Moreover, the lycopene content of a:
- small tomato (2-2/5″) is 2.3 mg,
- medium tomato (2-3/5″) is 3.2 mg,
- large tomato (3″) is 4.7 mg,
- cup of chopped tomatoes is 4.6 mg.
In contrast, green, yellow, and orange tomato varieties are poor in lycopene.
Lycopene in tomato juice, paste, soup, sauce & ketchup
Lycopene isn’t vulnerable to heat. So, it isn’t destroyed during processing methods.
The main dietary source of lycopene in a standard Western diet is tomato products:
- tomato juice has 9 mg.
- ketchup has 14.2 mg.
- tomato paste has 7.5 mg,
- sun-dried tomatoes have 46 mg,
- tomato soup has 5.5 mg,
- tomato sauce has 16 mg.
Sun-dried tomatoes are the richest dietary source of lycopene. Most noteworthy, lycopene in processed tomato products is more bioavailable than raw tomatoes. Processing enhances the bioavailability of lycopene!
Additionally, the bioavailability of lycopene is significantly higher when we consume it along with foods rich in beta-carotene!
Why should we eat tomato?
Besides lycopene, tomato has a great nutritional value.
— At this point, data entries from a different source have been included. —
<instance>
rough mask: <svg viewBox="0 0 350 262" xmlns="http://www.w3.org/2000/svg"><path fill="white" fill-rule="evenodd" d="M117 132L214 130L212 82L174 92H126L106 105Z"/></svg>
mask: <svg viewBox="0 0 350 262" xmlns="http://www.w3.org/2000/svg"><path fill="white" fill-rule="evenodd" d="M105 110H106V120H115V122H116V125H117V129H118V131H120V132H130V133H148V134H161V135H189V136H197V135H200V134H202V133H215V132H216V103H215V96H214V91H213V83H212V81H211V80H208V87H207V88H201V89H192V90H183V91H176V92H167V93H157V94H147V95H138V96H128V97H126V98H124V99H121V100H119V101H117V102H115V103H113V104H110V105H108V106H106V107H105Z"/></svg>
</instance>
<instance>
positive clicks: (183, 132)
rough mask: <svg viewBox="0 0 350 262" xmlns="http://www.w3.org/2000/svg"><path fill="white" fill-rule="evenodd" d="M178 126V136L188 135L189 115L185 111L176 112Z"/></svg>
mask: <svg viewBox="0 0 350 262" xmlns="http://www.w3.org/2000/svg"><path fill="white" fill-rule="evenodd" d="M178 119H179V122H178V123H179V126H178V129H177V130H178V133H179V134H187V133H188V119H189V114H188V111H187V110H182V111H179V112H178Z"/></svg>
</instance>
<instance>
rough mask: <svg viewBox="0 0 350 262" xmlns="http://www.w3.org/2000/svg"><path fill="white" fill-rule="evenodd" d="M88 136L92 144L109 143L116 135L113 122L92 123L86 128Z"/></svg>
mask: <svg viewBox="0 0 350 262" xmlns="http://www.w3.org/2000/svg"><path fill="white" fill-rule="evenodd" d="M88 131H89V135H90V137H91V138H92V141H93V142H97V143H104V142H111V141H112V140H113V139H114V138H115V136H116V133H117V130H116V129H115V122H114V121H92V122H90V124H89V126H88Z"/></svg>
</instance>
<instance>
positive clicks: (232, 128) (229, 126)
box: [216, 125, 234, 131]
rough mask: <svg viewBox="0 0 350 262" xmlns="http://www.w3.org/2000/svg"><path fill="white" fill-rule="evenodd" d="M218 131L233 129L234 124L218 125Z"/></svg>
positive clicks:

First, tomato consumption supports weight loss, as it’s pretty low in calories. Even a large tomato contains no more than 35 calories!
Moreover, tomatoes can control appetite and decrease cravings for fattening foods. They keep us full, due to their high fiber content.
Furthermore, tomato is pretty low in sugar. Even people with diabetes and people on keto can consume it.
Also, tomatoes hydrate the body, as they’re 95% water. They replenish fluids and electrolytes. When we sweat, we lose both. So, we have to replenish them. Otherwise, mineral imbalances may occur.
Last, but not least, raw tomato is an excellent dietary source of vitamin C.